To relevant issues ... might be tricky to formulate any general conclusions and estimate efficiency of applied methods after an experiment performed on specific data.
Sensitivity analysis applied to neural network can be used to estimate the importance of particular input.
It might be also helpful to check the cross-dependency, e.g. by training some neural networks predicting one inputs from the other ones (somewhat suggested above, but I mean independent experiment, performed before the real training), or by studying the mixed derivatives in sensitivity analysis, again.
Missing data may have different characteristics than existing data. Thus, training with missing data neglect this situation and consequently the rows with missing data should be discarded or they will cause the increasing in the impact of overwriting and underfitting problem with random weight assignment for the row with missing data
There are several packages in R (like mice) which can impute your missing data. You can use them to impute the missing data and then do the neural network.
I believe that firstly you need to get the rid of missing data using different techniques since if not, then it is meaningless to multiply a "Nan" Input with a weight and add a bias, do a back propagation ,etc.

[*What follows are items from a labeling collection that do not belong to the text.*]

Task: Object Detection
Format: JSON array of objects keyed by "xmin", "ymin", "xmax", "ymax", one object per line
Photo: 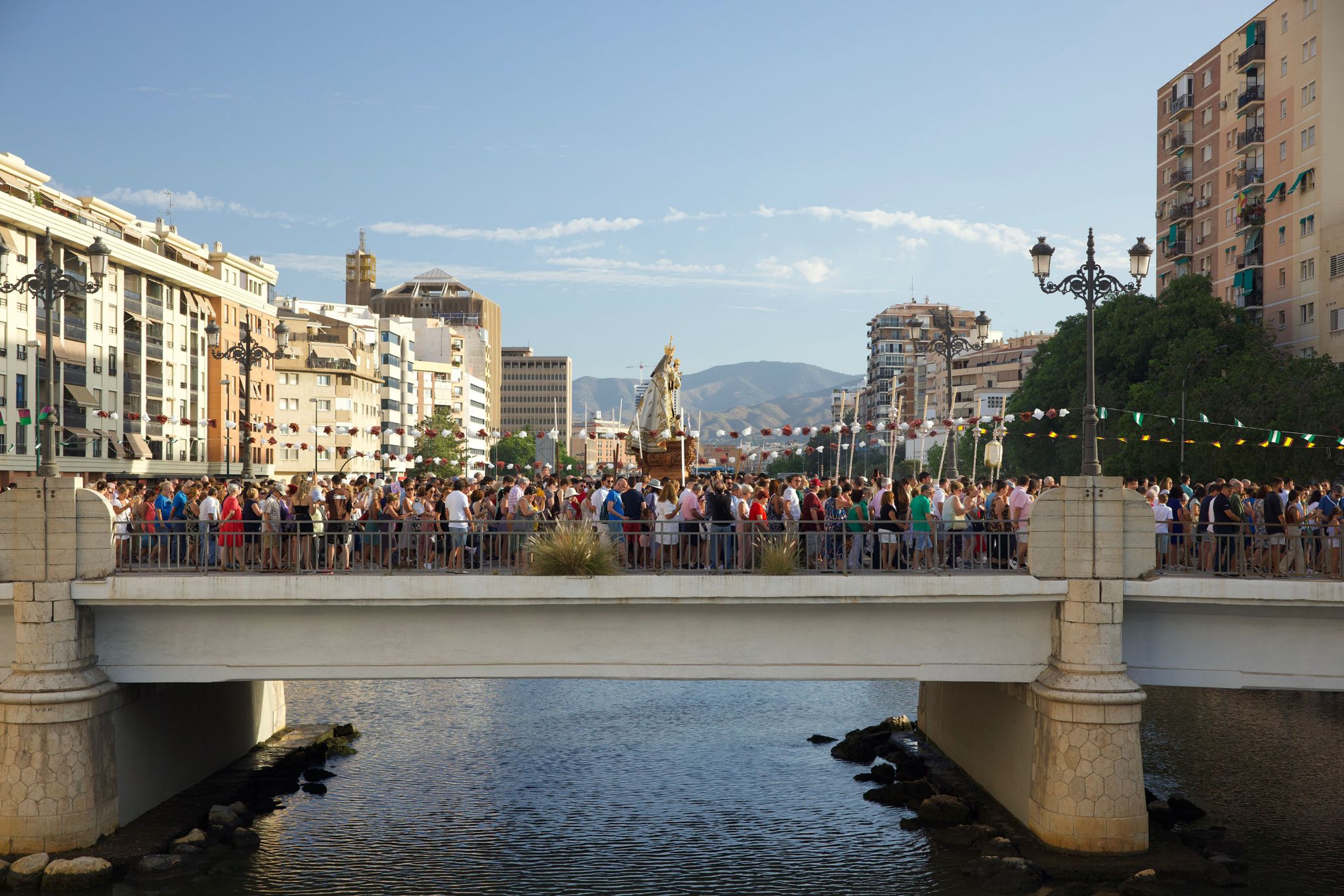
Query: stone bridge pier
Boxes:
[
  {"xmin": 0, "ymin": 477, "xmax": 285, "ymax": 853},
  {"xmin": 918, "ymin": 477, "xmax": 1153, "ymax": 855}
]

The output layer will have "Nan" s and you will end up with a wrong classification. So a net trained by a neural network WITH missing data is not valid.
Consider a transformer framework for tabular data, tabnet, mask the missing value and do the MLM task to predict the missing value.
A similar idea is Cui and Fen 2021. They use a transformer and train the numeric data with missing values and in the inference time, the model predict the missing values. Their experiment show a better RMSE than hot-decking or kNNs.
Cui, Zhengyuan, and Cameron Fen. 2021. “Using Transformers to Impute Missing Data.”